But on the other side of that is the iPod.

I "meh-ed" at the iPod. I have been immune to draw of the iPod, and felt no need to get one. I don't have a vast musical collection, and I ain't that desperate to listen to it most of the time. Music is not the background of my life, and if given the choice, I'd rather sit outside on a quiet spring night, watching the dog eat grass. I hate listening to music through earphones, and I really can't see me owning something that expensive that I will just lose or drop in the toilet. I don't own one, didn't want one, had no intention of buying one. Not the 40 gig, not the 20 gig, not the iPod mini, not any of them. Music is just not that important to me. And the iPod certainly wasn't. Something I didn't particularly need or want.

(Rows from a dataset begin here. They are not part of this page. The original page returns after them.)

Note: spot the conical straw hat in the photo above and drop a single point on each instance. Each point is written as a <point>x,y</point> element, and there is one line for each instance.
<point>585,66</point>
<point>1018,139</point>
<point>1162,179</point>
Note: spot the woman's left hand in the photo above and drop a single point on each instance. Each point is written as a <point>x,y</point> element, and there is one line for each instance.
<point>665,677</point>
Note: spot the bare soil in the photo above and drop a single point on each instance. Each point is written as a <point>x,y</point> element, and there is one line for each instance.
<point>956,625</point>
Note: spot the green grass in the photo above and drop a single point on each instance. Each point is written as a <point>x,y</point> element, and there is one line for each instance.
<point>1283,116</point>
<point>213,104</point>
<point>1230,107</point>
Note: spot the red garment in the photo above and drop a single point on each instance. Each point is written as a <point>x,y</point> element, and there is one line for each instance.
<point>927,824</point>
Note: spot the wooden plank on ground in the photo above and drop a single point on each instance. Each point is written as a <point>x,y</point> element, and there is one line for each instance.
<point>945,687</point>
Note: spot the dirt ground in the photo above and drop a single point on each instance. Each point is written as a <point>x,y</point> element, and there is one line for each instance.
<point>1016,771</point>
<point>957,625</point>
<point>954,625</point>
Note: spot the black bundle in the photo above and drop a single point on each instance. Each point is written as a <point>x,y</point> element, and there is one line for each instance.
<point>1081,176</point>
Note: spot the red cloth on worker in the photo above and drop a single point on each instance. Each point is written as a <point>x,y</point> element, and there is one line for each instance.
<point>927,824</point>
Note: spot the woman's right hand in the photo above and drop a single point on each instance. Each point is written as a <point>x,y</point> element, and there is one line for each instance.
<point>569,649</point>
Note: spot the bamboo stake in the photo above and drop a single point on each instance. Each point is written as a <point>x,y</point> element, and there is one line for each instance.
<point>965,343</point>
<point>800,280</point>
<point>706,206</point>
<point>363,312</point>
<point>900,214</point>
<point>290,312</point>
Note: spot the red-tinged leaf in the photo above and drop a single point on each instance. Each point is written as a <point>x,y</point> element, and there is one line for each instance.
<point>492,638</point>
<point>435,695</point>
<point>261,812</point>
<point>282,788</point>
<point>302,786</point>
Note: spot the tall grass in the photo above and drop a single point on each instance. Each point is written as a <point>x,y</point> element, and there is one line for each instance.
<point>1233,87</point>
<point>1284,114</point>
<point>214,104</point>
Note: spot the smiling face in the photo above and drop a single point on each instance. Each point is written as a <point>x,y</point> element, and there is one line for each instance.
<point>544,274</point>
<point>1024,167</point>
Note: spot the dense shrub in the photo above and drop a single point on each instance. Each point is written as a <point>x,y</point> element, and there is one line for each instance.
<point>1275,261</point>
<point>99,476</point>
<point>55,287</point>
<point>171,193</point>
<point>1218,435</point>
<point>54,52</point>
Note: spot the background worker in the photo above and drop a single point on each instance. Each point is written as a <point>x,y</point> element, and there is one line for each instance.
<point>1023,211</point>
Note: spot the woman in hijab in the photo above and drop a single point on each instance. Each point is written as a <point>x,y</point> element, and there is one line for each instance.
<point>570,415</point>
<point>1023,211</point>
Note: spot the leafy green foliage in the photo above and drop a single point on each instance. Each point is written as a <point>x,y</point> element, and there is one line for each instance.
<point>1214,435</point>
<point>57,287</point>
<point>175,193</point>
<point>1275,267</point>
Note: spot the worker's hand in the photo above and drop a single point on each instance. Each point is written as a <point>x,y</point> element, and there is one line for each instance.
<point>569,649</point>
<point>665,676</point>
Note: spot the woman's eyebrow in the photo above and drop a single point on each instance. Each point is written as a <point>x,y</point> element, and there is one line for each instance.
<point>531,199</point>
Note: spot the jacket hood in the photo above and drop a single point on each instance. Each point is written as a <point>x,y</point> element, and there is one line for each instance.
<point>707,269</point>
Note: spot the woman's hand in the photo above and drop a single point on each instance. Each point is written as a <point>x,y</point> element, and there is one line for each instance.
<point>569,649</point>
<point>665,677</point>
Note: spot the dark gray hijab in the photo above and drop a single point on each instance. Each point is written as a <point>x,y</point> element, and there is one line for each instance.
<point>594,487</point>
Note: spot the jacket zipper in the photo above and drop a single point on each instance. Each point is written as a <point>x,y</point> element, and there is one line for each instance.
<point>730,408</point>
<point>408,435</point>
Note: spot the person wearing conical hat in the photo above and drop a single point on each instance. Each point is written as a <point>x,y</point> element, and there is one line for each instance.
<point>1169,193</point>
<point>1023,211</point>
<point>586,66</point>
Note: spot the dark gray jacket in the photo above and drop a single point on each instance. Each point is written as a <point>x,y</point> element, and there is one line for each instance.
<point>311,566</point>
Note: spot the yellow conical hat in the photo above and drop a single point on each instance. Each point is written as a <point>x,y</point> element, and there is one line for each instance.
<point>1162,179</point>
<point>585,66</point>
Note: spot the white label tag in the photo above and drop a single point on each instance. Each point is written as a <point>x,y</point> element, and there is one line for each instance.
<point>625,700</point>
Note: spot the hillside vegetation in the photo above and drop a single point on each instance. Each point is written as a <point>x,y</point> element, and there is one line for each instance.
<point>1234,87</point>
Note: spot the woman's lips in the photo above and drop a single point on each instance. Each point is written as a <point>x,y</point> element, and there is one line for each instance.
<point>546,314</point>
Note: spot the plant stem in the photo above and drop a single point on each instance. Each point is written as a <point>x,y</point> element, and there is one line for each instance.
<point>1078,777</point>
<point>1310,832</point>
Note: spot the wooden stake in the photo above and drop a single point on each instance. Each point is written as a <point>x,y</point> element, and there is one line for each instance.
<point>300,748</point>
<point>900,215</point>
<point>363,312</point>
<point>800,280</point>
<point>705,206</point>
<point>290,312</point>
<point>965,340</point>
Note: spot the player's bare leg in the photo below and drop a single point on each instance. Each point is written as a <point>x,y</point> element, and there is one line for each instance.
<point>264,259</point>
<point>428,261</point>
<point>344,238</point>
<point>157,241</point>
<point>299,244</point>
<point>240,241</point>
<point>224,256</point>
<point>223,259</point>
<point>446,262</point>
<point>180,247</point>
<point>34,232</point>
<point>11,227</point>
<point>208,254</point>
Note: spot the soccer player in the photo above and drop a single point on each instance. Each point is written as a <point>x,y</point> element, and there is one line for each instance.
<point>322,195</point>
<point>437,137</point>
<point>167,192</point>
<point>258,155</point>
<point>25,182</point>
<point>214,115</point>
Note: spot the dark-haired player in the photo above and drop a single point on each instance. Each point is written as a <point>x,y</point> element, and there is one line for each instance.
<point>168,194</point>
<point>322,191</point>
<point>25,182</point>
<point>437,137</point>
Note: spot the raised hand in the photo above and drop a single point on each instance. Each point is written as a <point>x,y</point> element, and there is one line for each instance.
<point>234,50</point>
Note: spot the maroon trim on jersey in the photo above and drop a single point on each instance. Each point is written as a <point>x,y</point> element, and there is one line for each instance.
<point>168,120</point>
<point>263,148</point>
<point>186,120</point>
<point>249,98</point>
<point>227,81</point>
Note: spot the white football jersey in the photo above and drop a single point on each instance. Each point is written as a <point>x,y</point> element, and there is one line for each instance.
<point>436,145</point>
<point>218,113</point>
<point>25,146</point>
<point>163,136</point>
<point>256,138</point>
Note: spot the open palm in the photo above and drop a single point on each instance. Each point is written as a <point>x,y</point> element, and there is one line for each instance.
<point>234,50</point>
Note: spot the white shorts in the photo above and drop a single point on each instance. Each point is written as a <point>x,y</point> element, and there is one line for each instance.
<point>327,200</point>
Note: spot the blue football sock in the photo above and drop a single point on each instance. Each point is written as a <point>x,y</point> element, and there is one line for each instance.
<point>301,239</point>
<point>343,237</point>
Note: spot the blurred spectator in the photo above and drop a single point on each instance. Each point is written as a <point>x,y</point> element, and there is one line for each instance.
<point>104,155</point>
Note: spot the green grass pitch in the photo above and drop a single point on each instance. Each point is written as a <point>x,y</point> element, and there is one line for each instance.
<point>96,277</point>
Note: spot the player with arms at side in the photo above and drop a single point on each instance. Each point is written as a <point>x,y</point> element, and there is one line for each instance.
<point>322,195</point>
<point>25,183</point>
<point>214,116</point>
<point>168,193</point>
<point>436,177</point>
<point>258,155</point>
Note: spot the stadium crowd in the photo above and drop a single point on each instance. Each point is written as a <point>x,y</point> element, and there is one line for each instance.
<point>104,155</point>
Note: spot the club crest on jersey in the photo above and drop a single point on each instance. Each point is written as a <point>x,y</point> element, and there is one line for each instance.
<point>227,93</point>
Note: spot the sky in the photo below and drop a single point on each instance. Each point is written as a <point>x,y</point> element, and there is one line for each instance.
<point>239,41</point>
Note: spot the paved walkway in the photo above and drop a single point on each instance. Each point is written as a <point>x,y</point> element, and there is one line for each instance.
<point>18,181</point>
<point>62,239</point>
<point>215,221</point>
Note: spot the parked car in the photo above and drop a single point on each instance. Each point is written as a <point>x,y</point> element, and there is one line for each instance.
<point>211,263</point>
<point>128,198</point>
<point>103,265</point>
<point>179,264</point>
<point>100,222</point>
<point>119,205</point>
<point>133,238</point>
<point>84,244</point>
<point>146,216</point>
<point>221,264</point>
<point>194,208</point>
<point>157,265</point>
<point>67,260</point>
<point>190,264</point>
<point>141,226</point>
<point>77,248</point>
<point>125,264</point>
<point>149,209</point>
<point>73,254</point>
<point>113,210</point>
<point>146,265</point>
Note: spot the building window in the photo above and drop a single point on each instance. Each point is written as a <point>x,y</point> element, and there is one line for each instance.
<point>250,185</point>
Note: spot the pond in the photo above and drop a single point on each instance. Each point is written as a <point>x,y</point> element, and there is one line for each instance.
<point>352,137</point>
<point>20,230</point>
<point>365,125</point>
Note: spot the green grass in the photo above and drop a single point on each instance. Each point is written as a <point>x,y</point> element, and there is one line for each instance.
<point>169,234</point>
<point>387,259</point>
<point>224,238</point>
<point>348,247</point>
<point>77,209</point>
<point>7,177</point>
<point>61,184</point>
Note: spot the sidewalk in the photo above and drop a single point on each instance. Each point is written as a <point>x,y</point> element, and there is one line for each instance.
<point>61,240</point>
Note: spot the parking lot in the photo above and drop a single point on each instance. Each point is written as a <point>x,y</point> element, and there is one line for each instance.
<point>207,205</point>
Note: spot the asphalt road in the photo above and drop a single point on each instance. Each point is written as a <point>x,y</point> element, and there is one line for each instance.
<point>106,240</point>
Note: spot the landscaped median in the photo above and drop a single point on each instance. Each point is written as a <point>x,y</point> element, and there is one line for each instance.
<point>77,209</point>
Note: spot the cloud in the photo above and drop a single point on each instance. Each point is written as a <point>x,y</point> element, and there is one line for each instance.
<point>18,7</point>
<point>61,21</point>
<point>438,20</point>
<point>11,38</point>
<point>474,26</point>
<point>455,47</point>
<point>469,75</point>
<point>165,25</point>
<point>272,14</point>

Until the iPod Shuffle. It was small and cheap. Two things I pride myself on being. A small cheap woman. It's the pod for my lifestyle. My non-music dominated lifestyle. I am the type who can listen to one song over and over again. I am the type who watches the same favorite movie over and over again, for years and years. I am the type who is really hard on electronics I am the type who loses things more often than she finds them.

I had pooped on the Pod, and its price point. I questioned its usefulness, thinking its more fad and fashion than practical. It was priced too high and doesn't really do enough. And I thought that if I ever did buy one, it would work for about a year before it spontaneously combusted and disintegrated into dust. I was not impressed with it, to say the least, and thought its life-span would be about the same as the Apple Cube, or possibly leg warmers. I was slightly interested in a flash player though, because although I wouldn't listen to music, I could dig listening to audio books. I didn't need something gargantuan, I needed something small, durable and cheap.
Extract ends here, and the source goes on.